Sydney: Morning Star Publishing, 2019
Benjamin Swift is a Presbyterian freelance writer from Brisbane, who has written a short but wide-ranging book on seeking a deeper knowledge of God and ourselves. Sometimes the writing style is a little self-conscious, and one might be advised not to cite Karl Barth and Martin Luther King without due caveats. Also, he says a verse is from Luke’s Gospel when it is also in Matthew and Mark, and then does not give the exact reference. Furthermore, Konrad Lorenz’s imprinting theory – where goslings hatched under their mother followed normal goose behaviour while those hatched in an incubator followed Lorenz – has always aroused my suspicions, but that may owe more to my ignorance rather than discernment.
Nevertheless, the book is an impressive attempt to work across a number of disciplines in order to present a coherent case for the God of the Bible. Swift is not afraid to tackle the big guns. For example, Richard Dawkins objects: ‘What kind of ethical philosophy is it that condemns every child, even before it is born, to inherit the sin of a remote ancestor [Adam]?’ Dawkins’ bluster fails to impress.
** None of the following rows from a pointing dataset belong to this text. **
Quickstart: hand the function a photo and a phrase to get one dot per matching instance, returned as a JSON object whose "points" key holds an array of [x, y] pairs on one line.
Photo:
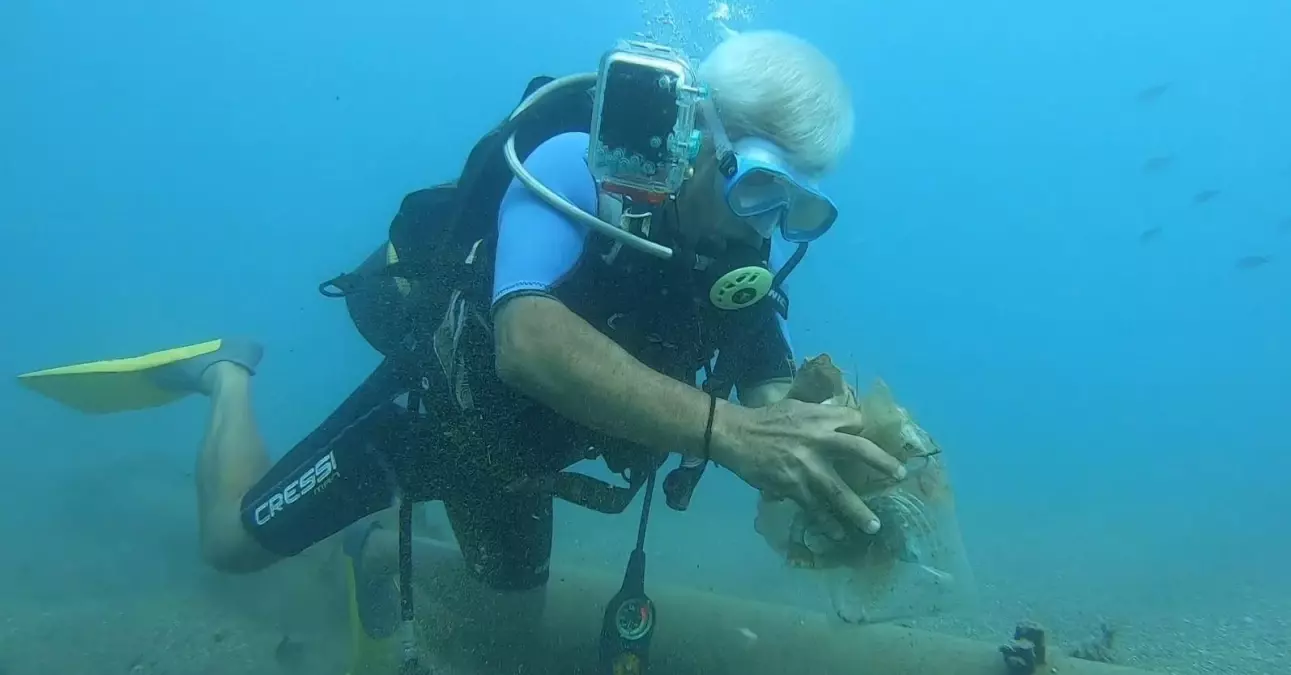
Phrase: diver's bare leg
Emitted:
{"points": [[231, 460], [518, 612]]}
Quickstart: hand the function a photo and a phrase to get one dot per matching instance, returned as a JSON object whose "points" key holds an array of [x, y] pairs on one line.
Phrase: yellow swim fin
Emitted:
{"points": [[137, 382]]}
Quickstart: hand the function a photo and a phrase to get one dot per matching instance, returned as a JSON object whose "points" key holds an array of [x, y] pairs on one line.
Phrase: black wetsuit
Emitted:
{"points": [[375, 448]]}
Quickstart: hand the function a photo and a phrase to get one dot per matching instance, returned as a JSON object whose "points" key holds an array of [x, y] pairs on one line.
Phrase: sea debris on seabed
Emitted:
{"points": [[1149, 235], [1251, 262], [914, 565]]}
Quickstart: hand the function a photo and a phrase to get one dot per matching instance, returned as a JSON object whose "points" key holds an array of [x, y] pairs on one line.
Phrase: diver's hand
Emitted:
{"points": [[798, 449]]}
When Stephen Hawking cited ‘While there’s life, there is hope’ as something of a vague caution against euthanasia, Swift answers with considerable potency: ‘Hope in what?’ In dealing with faith and reason, Swift is clear, realistic and cogent. We all have to climb Mount Stupid first! To cite Luther: ‘the Power of Scripture is this: it will not be altered by the one who studies it; instead it transforms the one who loves it.’ Abraham Maslow’s hierarchy of needs suggests that serving the self is the ultimate goal in life, but Christ spoke of dying to self. All of these issues, and more, are dealt with in 90 pages.